The problem of paan spitting in the UK is said to be bad across the country. Until this week I had never heard of it or seen any of the detritus it leaves behind.
A press report highlighted the difficult job Brent council, in London, is having clearing away the residual filth from its streets. It now has a high profile advertising campaign aimed at stopping this habit from besmirching its streets. On the spot fines of £80 are liable to face offenders.
So what is paan spitting?
Paan is a tobacco leaf-based mixture. It is commonly chewed and spat out by some members of the Asian community. Paan is made of tobacco, nuts and spices and is wrapped in a leaf.
Once chewed and spat on the pavement, path or sidewalk a dirty dark red stain is left. It resembles dried blood. It is very difficult to shift the stains away.
People who object to paan spitting come from all walks of life and ethnic backgrounds. Paan spitting is not liked areaware in Wembley was spattered with the filthy stains at regular intervals.

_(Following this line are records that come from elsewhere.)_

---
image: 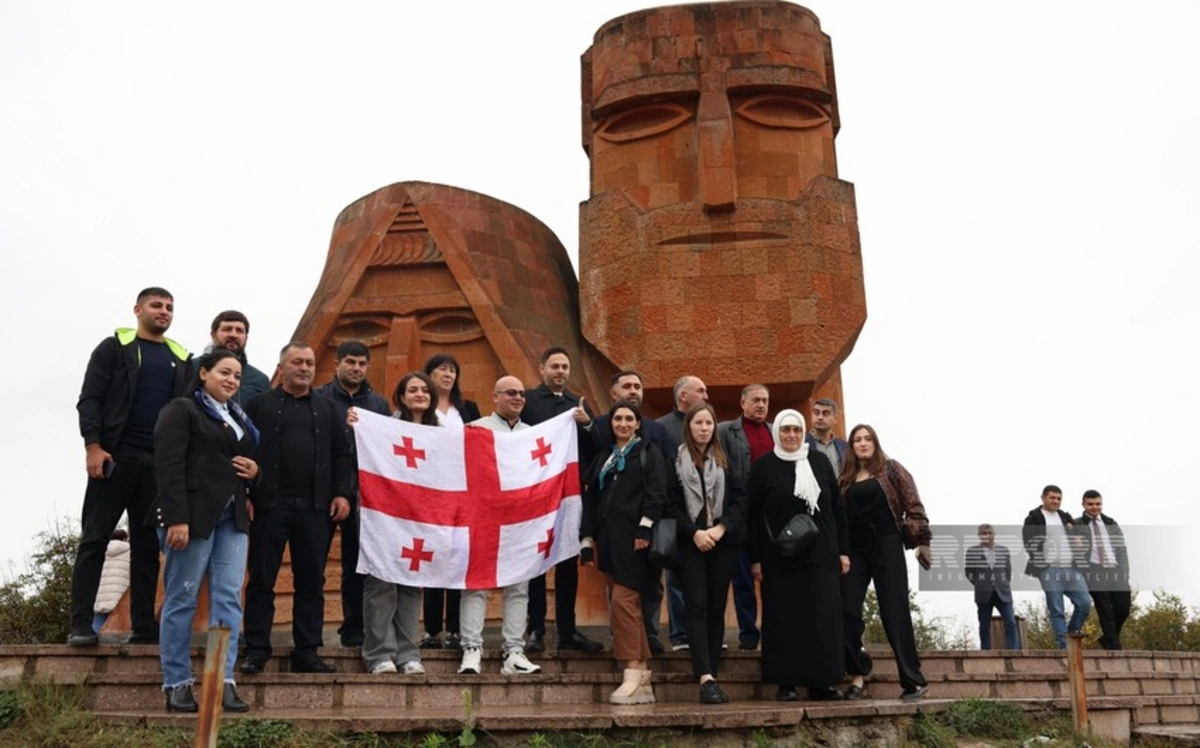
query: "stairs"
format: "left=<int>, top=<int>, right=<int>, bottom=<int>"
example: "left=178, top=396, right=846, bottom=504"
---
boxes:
left=3, top=643, right=1199, bottom=744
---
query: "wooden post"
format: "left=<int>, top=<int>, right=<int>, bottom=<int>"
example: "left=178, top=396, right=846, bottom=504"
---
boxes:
left=194, top=626, right=230, bottom=748
left=1065, top=632, right=1088, bottom=734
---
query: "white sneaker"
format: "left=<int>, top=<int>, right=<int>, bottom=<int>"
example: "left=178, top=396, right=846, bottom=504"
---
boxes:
left=370, top=660, right=398, bottom=674
left=401, top=659, right=425, bottom=675
left=673, top=642, right=690, bottom=651
left=458, top=646, right=482, bottom=674
left=500, top=650, right=542, bottom=675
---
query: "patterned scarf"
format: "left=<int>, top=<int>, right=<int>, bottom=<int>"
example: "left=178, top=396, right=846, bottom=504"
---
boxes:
left=598, top=436, right=641, bottom=491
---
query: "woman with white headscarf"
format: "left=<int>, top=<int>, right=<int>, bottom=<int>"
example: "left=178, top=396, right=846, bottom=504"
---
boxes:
left=748, top=409, right=849, bottom=702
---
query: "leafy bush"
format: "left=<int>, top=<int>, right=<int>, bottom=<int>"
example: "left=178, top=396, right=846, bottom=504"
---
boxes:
left=0, top=519, right=78, bottom=645
left=1021, top=589, right=1200, bottom=651
left=861, top=588, right=973, bottom=650
left=0, top=690, right=22, bottom=730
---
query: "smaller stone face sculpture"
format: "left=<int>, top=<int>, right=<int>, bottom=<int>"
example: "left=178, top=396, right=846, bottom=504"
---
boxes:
left=579, top=1, right=866, bottom=412
left=290, top=182, right=607, bottom=405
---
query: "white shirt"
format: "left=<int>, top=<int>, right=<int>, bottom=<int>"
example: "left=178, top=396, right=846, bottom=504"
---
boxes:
left=1041, top=510, right=1074, bottom=567
left=203, top=392, right=244, bottom=440
left=1088, top=517, right=1117, bottom=567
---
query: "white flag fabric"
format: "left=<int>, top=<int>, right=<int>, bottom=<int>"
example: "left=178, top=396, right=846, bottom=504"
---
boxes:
left=355, top=409, right=582, bottom=589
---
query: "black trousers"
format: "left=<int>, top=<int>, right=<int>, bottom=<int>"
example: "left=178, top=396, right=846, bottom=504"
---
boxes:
left=677, top=540, right=737, bottom=679
left=841, top=530, right=926, bottom=691
left=423, top=587, right=461, bottom=636
left=1087, top=564, right=1131, bottom=650
left=243, top=498, right=330, bottom=659
left=327, top=508, right=365, bottom=642
left=69, top=446, right=160, bottom=636
left=527, top=556, right=579, bottom=637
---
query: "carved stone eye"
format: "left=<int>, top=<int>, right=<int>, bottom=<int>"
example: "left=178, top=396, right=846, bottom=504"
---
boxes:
left=596, top=103, right=693, bottom=143
left=735, top=95, right=829, bottom=129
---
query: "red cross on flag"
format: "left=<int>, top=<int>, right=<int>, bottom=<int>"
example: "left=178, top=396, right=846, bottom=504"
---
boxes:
left=354, top=410, right=582, bottom=590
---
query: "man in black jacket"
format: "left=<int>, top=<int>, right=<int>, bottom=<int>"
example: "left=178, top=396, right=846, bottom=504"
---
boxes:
left=204, top=310, right=271, bottom=407
left=522, top=346, right=602, bottom=653
left=313, top=340, right=391, bottom=647
left=70, top=286, right=192, bottom=646
left=1022, top=484, right=1091, bottom=649
left=1078, top=490, right=1131, bottom=650
left=241, top=342, right=354, bottom=673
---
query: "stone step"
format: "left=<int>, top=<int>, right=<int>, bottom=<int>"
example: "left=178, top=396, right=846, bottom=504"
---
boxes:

Apparently some who chew paan believe it is a palate cleanser whilst for others it is just a habit I guess.
This habit though has largely passed me by. Perhaps it is the lower diversity of cultures where I live than in cosmopolitan London. However, with Brent council having to spend £20,000 a year to clean the mess up, and now spending £17,000 in an education drive to stop the habit, it is obviously an expensive problem for the UK as a whole.